Here is a Q&A I just had with a Finance 4366 student about Problem Set 6, problem 1:

Student: Dr. Garven, I am a little confused about problem 1 for PS6. Do you want us to write out a huge binomial tree table with 10 steps and have that over the 6-month period of the call? Or do just want us to use an equation to get the price of the call?  Thanks, Student

Dr. Garven: With the Cox-Ross-Rubinstein (CRR) model, there is no point in writing out the entire binomial tree for a large number of timesteps involving either a European call option or a European put option. Since European options cannot be exercised prior to expiration, CRR provides a simplified framework for determining the complete set of terminal nodes at which the option expires in-the-money (see p. 34 of the Binomial Trees lecture note). Once you can identify all terminal in-the-money nodes, then calculate the payoff at each of these nodes using the appropriate equation (which is Max(0, S-K) for calls and Max(0, K-S) for puts). Once you know all of the payoffs, then multiply each payoff by the risk-neutral probability of the node at which the payoff occurs.

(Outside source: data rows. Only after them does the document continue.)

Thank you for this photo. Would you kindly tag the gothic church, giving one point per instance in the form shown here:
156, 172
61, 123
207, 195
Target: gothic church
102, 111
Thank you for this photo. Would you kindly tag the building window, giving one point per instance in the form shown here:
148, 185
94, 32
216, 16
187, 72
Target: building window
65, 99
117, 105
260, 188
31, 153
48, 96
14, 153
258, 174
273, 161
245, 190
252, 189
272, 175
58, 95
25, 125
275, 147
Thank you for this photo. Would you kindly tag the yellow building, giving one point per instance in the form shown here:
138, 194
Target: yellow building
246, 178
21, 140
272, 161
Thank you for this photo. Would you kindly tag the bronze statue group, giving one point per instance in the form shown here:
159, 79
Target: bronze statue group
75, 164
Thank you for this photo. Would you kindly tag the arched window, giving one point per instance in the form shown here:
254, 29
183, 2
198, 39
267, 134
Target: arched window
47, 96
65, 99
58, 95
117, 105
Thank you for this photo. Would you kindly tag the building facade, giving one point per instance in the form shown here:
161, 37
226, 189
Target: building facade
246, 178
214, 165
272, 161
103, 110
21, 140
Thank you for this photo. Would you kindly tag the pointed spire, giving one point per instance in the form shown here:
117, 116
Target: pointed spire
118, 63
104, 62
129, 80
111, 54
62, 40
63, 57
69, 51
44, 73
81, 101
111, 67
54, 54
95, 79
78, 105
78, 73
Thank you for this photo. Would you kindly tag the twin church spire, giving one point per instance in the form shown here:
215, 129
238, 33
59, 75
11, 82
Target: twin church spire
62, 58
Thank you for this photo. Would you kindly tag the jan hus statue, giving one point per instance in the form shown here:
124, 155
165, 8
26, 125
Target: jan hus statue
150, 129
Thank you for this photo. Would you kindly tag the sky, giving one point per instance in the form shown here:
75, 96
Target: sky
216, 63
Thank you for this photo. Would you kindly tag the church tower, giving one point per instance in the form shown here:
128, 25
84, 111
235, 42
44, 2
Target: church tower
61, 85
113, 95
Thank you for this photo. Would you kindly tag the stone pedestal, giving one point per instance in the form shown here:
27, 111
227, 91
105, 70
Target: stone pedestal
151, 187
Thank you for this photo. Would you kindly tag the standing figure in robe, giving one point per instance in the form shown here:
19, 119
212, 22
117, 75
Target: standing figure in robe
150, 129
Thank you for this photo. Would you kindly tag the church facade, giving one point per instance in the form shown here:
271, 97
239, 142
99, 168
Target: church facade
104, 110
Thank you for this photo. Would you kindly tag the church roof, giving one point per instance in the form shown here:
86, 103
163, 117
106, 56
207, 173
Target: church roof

Add all of these probability-adjusted payoffs together to determine the certainty-equivalent, or risk-neutral expected value of the option at expiration, and then the arbitrage-free price of the option corresponds to the present value of the certainty-equivalent.

For call options, the solution procedure that I describe here is captured by the CRR call option pricing equation which appears on p. 33 of the Binomial Trees lecture note; the version of the equation that appears on p. 35 is algebraically equivalent and shown in order to reinforce the concept that prices determined under the CRR model converge to Black-Scholes-Merton (BSM) model prices (see p. 36 for the BSM call option pricing equation).

Of course, once you know the CRR price for the call option, you can either use the CRR put pricing equation shown on page 37 of the Binomial Trees lecture note or simply apply the appropriate version of the put-call parity equation; for purposes of this problem set, the latter approach is much simpler and will suffice.